Website: http://www.lisakairos.com

Statement: Lisa Kairos makes dynamic abstract landscapes to get lost in; her work is inspired by the intersection of environment, perception, beauty, and technology. A California native, Lisa received her degree in fine art with an emphasis in painting at UC Santa Cruz in 1990. She has exhibited in group and solo shows and at art fairs throughout the United States. Her work is held in many private and corporate collections and she has completed numerous commissions for public and private spaces. She currently lives and works in San Francisco. My abstract paintings explore themes of change and transformation through the subject of landscape. I approach making my work the same way I explore a place: over time, in layers, with shifting perspectives. Layers of ink and paint mimic the geological formations revealed by satellite maps and colors drawn from the earth and sky converge and surprise. These paintings often pivot around visual interruptions, where crisp divisions in the picture plane suggest shifts in perspective and time . Sometimes areas of a painting are cut away entirely, marking the ephermeral nature of our environments.
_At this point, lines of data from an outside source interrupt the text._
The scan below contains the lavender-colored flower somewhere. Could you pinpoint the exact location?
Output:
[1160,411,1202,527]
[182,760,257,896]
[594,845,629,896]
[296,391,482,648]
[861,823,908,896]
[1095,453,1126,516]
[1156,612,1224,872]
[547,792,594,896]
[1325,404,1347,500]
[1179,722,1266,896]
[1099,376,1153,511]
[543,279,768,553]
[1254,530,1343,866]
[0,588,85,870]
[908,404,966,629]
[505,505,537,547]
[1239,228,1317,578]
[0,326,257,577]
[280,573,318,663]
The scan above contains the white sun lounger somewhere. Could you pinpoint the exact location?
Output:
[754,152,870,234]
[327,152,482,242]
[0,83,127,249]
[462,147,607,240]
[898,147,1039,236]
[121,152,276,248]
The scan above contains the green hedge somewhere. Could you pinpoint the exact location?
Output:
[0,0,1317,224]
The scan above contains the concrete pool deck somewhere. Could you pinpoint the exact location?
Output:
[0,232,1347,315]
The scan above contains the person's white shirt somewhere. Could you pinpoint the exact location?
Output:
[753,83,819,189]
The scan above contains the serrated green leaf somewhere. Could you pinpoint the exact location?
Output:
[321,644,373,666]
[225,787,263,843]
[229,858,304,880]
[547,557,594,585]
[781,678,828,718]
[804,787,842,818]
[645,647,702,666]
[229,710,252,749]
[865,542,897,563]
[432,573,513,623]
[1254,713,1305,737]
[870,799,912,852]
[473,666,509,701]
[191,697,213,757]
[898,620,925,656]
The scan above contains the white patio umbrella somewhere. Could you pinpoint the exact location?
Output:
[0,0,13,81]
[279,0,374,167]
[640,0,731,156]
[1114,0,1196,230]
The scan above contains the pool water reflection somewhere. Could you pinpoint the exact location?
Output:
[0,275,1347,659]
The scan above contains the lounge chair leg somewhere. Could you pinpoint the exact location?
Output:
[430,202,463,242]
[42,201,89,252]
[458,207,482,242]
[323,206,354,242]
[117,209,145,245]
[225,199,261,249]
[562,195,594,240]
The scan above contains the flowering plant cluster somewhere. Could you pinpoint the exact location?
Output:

Atmospheric passages mingle with cartographical and technological references, resulting in a complex visual matrix, sometimes quiet and subtle, other times bursting with energy, like the landscape itself. The places that inspire my paintings become a lens through which I make sense of the world and time that we are living in. I am particularly attracted to landscapes that have endured human interventions and dramatic changes over time, usually the remainders and margins of urban space or remote locations that have been shaped by extraction, use, infrastructure, and sometimes restoration. Other times I focus on physical and ephemeral dynamics in the landscape, such as geological formations, fire, water systems, and weather events. I am drawn to areas where one type of space transitions to another: earth to sky, shadow to light, burn pile to ash, tidal marsh to open water. I look for a resonance of opposites, a moment of slippage and surprise, a glitch of unexpected beauty; where one thing becomes another, I find a metaphor for personal transformation.